I was 32 when I started cooking; up until then, I just ate. --Julia Child

As the temperatures plunge and we get closer to the holiday season, I turn toward my favorite comfort foods. Which means bacon and potatoes are probably involved in some shape or form. This time, I included cabbage as well.

My last organic box contained lovely potatoes and a beautiful head of green cabbage from a farm in PA -- it was brightly colored and had a sweet, fresh flavor--and it was a manageable size (sometimes I get a cabbage and it is bigger than my own head).  So, I made a pot full of bacon and potatoes with apples and cabbage.  I was planning on making a roasted pork loin to go with it, but I didn't get around to it.  And, it didn't really matter. A big steamy bowl of this mixture was just enough.  It reminded me a bit of German Potato Salad (one of my favorite childhood dishes), but wasn't overly vinegary, and the addition of the coriander gave it a bit of elegance.  

I was sad when my bowl was was that good. And leftovers the next day?  Even better.

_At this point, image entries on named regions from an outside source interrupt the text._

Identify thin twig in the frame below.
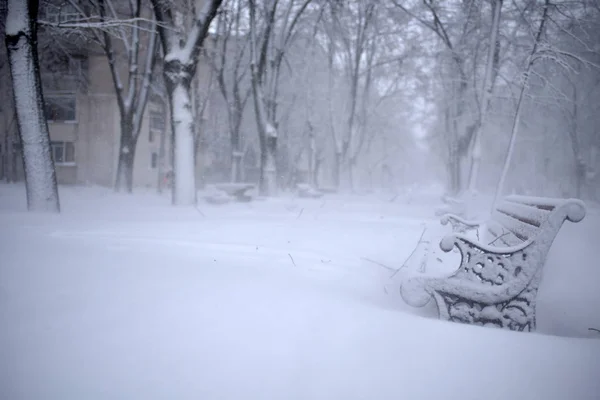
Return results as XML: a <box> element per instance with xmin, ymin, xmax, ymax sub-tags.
<box><xmin>390</xmin><ymin>228</ymin><xmax>427</xmax><ymax>278</ymax></box>
<box><xmin>360</xmin><ymin>257</ymin><xmax>396</xmax><ymax>271</ymax></box>
<box><xmin>194</xmin><ymin>204</ymin><xmax>206</xmax><ymax>218</ymax></box>
<box><xmin>288</xmin><ymin>253</ymin><xmax>297</xmax><ymax>267</ymax></box>
<box><xmin>488</xmin><ymin>232</ymin><xmax>510</xmax><ymax>246</ymax></box>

Potted Potatoes and Cabbage with Bacon and Apples
4 strips smoked bacon, diced (applewood smoked bacon is great for this recipe)
6-8 red skinned potatoes, cleaned and quartered (or halved if very small)
1 head, green or napa cabbage, sliced and chopped into small pieces
1 cup chicken stock (add more if mixture seems dry)
2 tart apples (Macintosh or Granny Smith), peeled, cored, and diced
3 TBS unsalted butter
1 Tsp coriander (you can grind these if you don't like the whole balls--but they soften during cooking, so I don't mess with them)
2 TBS apple cider vinegar (you can add more if you want to up the vinegar flavor)
Salt/pepper to taste
  • Put the bacon in a large covered pot or dutch oven over medium-high heat and cook until slightly crisp.  Remove the bacon from the pot and drain on paper towels.
  • Add the potatoes into the pot and cook in the bacon drippings for a few minutes until they start to soften.
  • Add the bacon back into the pot with the potatoes and stir with a wooden spoon for a minute or two.
  • Add the cabbage and stock and cover the pot
  • Remove the lid, stir in the apples, butter, coriander and vinegar until combined.
  • Season with salt/pepper, re-cover and continue to simmer on low heat until the cabbage has wilted and your potatoes are tender, about 20 minutes.